Avec un resserrement du blocus israélien de la bande de Gaza
restreignant la vie au quotidien pendant que les frappes aériennes
s’intensifient ainsi qu’une répression contre l’humanitaire, ses
habitants s’inquiètent de ce que l’avenir leur réserve.
Plus de deux années se sont écoulées l’opération « Bordure
protectrice », la plus récente et la plus dévastatrice des offensives
d’Israël contre les Palestiniens de la bande de Gaza.
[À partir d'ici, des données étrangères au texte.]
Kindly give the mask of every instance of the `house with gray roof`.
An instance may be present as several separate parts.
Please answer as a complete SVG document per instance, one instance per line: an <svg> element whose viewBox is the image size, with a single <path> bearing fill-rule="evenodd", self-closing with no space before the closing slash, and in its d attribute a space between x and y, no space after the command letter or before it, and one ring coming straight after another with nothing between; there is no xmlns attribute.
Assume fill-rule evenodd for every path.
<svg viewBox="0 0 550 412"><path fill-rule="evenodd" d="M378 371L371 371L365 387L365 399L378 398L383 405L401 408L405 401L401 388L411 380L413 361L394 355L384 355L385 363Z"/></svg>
En surface, les
choses restent calmes – mais les développements inquiétants de ces
derniers mois laissent penser que le gouvernement israélien pourrait
bien préparer une nouvelle – et encore plus brutale – attaque contre
l’enclave.
Il y a trois tendances clairement identifiables en termes de changement dans la politique israélienne envers Gaza.
La première, en dépit d’une rhétorique à effet contraire, les aspects
du blocus illégal qui se poursuit se sont durcis. Cela inclut une « forte augmentation du nombre des obstacles sécuritaires imposés aux commerçants fin 2015 » tels que documentés par l’ONG israélienne Gisha. Depuis lors, « et avec une plus grande fréquence au cours des derniers mois », les Palestiniens se voient « refuser régulièrement » les autorisations de sortie.
En juillet, le quotidien israélien Ha’aretz décrivit comment « les
restrictions s’étaient renforcées pour les Palestiniens qui voulaient
sortir de la bande de Gaza et pour les importations autorisées vers le
territoire ». Ceci comprend, indique le journal, l’interdiction pour « certains hommes d’affaires d’importer leurs marchandises dans la bande de Gaza », pour des « raisons de sécurité », sans plus de précisions.
Plus tôt ce mois-ci, un dirigeant de premier plan de la Chambre de
commerce et d’industrie déclara que la situation présente allait être « la pire jamais connue ».
Les données venant des Nations-Unies confirment que le blocus s’est
resserré en juillet, alors qu’en août il n’y eut que 110 camions de
marchandises à sortir de Gaza, moins de la moitié du nombre de janvier,
et seulement 14 % des niveaux de 2005.
En avril, les Nations-Unies déclaraient que la mesure la plus urgente requise pour reconstruire Gaza restait « l’abolition
des restrictions (israéliennes) sur l’importation des matériaux de
construction, en allant vers une levée totale du blocus ».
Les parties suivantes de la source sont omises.